The night held its breath.

The moment ,

When their eyes met, Lucien's gaze deepened.

The red didn't flare—it unfurled, slow and heavy, like embers stirred awake. It held Eline in place, pressed into him with quiet authority, as if those eyes already knew how his body worked better than he did.

Eline's breath stuttered.

Heat rushed through him, sharp and sudden, pooling low in his chest, in his stomach, in places he didn't want to acknowledge. His fingers curled against the bench, fabric brushing his skin too lightly, too sensitively. The cool night air no longer helped—it only made him more aware of how warm he was.

Too warm.

His body leaned forward on instinct, drawn by something dark and magnetic. Not desire—not exactly—but a need to be closer, to step into the space Lucien occupied and let whatever was happening finish.

Lucien felt it immediately.

The scent shifted—sweet, warm, dangerously alive. His control tightened like a clenched fist. Every predatory instinct urged him forward, urged him to cage that fragile heat with his body, to block the moonlight completely and see what Eline would do in the dark.

He stepped close enough that Eline could feel him.

Not touching.

Just there.

The warmth intensified, unbearable now. Eline's lashes fluttered, lips parting as a quiet sound escaped him—half breath, half loss of control. His body burned his shadow ,his pale chest reflecting the moon light , his nose,cheeks and ears all red from the heat inside his body and the translucent fabric couldn't hide his hard and red nipples For one terrifying second, his body offered itself, soft and unguarded, answering a call his mind was screaming against.

No.

Fear snapped him back.

He pushed himself up abruptly, the movement clumsy, breath uneven. His heart pounded hard enough to hurt as he turned away, refusing to look again, refusing to let his body decide anything more.
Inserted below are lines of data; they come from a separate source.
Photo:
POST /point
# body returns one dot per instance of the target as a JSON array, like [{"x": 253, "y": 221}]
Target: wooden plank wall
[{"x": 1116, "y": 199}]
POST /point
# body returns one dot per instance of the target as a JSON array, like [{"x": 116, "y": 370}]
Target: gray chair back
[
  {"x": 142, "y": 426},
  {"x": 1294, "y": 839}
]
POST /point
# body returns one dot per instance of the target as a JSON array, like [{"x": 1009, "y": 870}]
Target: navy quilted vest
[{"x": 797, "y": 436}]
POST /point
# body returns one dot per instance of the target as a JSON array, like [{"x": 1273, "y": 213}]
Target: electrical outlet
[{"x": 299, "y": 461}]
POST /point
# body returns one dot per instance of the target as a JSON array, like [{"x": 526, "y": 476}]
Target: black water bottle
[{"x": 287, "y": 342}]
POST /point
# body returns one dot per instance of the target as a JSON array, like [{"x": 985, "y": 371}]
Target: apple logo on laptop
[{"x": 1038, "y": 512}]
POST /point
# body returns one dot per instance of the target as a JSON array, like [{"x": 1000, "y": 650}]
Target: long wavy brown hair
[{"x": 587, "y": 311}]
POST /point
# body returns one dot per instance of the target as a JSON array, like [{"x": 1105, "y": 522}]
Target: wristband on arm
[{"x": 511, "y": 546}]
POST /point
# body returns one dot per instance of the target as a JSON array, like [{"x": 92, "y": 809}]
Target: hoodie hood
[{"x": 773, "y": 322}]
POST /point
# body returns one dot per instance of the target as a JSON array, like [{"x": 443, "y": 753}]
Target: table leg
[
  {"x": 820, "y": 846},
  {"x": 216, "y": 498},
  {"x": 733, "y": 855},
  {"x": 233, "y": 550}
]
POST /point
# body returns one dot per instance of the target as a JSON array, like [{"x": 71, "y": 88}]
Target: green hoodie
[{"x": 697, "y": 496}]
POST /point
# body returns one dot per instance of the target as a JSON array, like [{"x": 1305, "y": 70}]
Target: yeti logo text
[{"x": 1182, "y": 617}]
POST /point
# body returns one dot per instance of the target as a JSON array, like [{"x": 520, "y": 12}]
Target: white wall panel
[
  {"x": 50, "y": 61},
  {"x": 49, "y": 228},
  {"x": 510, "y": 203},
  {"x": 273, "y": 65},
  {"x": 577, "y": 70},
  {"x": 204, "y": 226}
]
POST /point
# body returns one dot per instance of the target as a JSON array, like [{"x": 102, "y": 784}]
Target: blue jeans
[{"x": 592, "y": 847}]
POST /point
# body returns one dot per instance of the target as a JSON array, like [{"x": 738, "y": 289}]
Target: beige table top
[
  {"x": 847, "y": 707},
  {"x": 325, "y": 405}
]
"I—I need to go," he said, voice unsteady, barely holding together.

He didn't wait for an answer.

As Eline hurried away, heat still crawling under his skin, Lucien remained in the garden—motionless, jaw tight, eyes dark—watching him disappear.

Whatever that boy was…

It wasn't safe.

And Lucien wanted

Lucien didn't stay behind.

Watching Eline walk away only sharpened the ache in his body. The pull didn't fade—it snapped tight, ruthless and immediate. Waiting was no longer an option.

He moved.

The distance vanished in a blink. One moment Eline was stumbling through the garden path, breath uneven, the next he collided with something solid—warm, unyielding.

Strong arms closed around his waist.

The contact hit them both at once.

Eline gasped, the sound breaking from his chest as his body settled, the unbearable heat suddenly easing, as if the storm inside him had found its center. His back pressed instinctively into Lucien's chest, breath slowing despite the shock.

Safe.

That was the terrifying part.

He opened his eyes, heart pounding, and met Lucien's reflection in the dark glass of the garden doors—too close, too real.

"Lucien—"

The name barely left his lips before Lucien tightened his hold.

Relief flooded Lucien's veins like poison-sweet blood. The heat that had been clawing at him finally dulled, replaced by something heavier, darker. His forehead dropped to Eline's shoulder, breath harsh, control fraying thread by thread.

"You shouldn't walk away from me like that," he murmured, voice low, strained—not a threat, not a promise. Something worse.

Eline trembled.

Their bodies fit together too easily, like they had learned each other long before this moment. The night air wrapped around them, but neither felt cold. If anything, the world narrowed to breath, warmth, and the unbearable awareness of how close they were.

Lucien's restraint broke—not violently, not fully.

He turned Eline just enough to face him, one hand firm at his waist, the other braced beside him, caging without crushing. His mouth brushed Eline's—brief, hard, desperate—a kiss stolen more than given, burning and abrupt.

Then he stopped.

Pulled back as if the contact had shocked him.

Eline stood there , lips parted, breath shaking, body aching with a calm that felt far too dangerous to trust.

Lucien looked at him like a man staring at the edge of a cliff he knew he would eventually jump from.

"This," Lucien said quietly, eyes darkening again, "is exactly why you should stay away from me,but its too late for this advice now."